Conocer el ciclo natural de floración de tu orquídea
Mientras que la mayoría de flores de jardín prefieren el verano, muchas orquídeas florecen en otoño, invierno e incluso en primavera. Comprar una planta en flor no garantiza saber cuándo es su época natural de floración, ya que en viveros se fuerza este proceso ajustando luz y temperatura. Identifica tu especie para aprender sobre su ciclo y hábitos.
Las orquídeas Vanda florencen hasta dos o tres veces al año, con ciclos que duran hasta seis semanas. En cambio, las populares Cattleya y Cymbidium sólo florecen una vez al año, aunque su fácil cuidado las convierte en favoritas para principiantes.
Pasos para hacer que una orquídea vuelva a florecer
Las Phalaenopsis son asequibles y sus flores duran varias semanas. Tras la caída del último pétalo, puede ser tentador deshacerse de la planta, pero con algunos cuidados sencillos puedes lograr que florezca durante años.

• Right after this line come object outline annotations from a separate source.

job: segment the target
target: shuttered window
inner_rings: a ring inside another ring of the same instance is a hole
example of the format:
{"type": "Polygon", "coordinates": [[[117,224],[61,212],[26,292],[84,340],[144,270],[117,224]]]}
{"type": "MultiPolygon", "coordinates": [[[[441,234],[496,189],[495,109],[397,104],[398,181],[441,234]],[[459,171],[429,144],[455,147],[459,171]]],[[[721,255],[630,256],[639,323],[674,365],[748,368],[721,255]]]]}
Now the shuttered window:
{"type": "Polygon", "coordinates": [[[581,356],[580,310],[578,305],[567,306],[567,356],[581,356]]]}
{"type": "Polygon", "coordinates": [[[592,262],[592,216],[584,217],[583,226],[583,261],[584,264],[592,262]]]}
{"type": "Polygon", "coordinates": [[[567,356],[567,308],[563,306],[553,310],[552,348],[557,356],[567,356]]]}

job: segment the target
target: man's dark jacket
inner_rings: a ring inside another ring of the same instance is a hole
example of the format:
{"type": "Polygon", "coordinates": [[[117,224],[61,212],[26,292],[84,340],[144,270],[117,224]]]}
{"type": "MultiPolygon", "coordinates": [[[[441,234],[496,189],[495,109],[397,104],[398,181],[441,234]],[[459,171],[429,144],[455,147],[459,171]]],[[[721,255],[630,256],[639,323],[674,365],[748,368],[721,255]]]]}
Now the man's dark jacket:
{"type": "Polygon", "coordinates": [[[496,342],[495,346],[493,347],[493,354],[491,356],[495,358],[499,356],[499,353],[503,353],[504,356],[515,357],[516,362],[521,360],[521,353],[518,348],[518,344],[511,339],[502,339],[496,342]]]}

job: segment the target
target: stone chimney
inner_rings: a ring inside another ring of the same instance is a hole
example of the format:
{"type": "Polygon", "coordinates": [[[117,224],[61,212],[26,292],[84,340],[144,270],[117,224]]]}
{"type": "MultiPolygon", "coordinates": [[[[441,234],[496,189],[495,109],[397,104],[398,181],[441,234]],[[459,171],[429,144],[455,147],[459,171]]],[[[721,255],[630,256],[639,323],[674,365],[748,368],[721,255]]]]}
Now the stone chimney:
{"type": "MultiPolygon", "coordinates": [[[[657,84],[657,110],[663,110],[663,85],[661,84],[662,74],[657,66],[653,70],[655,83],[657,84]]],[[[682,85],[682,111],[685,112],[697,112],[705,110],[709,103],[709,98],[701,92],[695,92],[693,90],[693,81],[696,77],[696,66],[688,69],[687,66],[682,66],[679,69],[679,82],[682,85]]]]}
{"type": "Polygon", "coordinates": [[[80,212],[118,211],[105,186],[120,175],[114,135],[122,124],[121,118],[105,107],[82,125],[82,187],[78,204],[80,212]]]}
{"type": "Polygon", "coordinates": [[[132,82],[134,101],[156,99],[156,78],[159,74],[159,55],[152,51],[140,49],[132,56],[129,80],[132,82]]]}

Espera a que caigan las flores
Después de la floración, quedará un tallo floral. No cortes este tallo por completo en este momento.
Corta el tallo hasta el siguiente nudo
Cuando todas las flores hayan caído, corta el tallo justo encima de un nudo visible (un pequeño engrosamiento). Esto puede estimular la formación de un nuevo tallo floral en los próximos meses.
Si no aparecen nuevos brotes y el tallo se vuelve amarillo, córtalo en la base. La planta debería generar un tallo nuevo y fuerte.
Riego correcto
El exceso de agua es la causa más común de muerte en orquídeas. Si tu planta está en una maceta transparente, observa las raíces: no riegues si están verdes, solo cuando sean plateadas. Asegúrate de que el agua drene por completo y evita que la orquídea se quede encharcada.
Ubicación adecuada
Coloca la orquídea en un lugar luminoso pero con luz indirecta, ya que el sol directo quema las hojas. Una ventana orientada al este o al oeste es ideal. Estas plantas agradecen la humedad ambiental, por lo que puedes ponerlas sobre un plato con piedras húmedas para que las raíces capten la humedad del aire.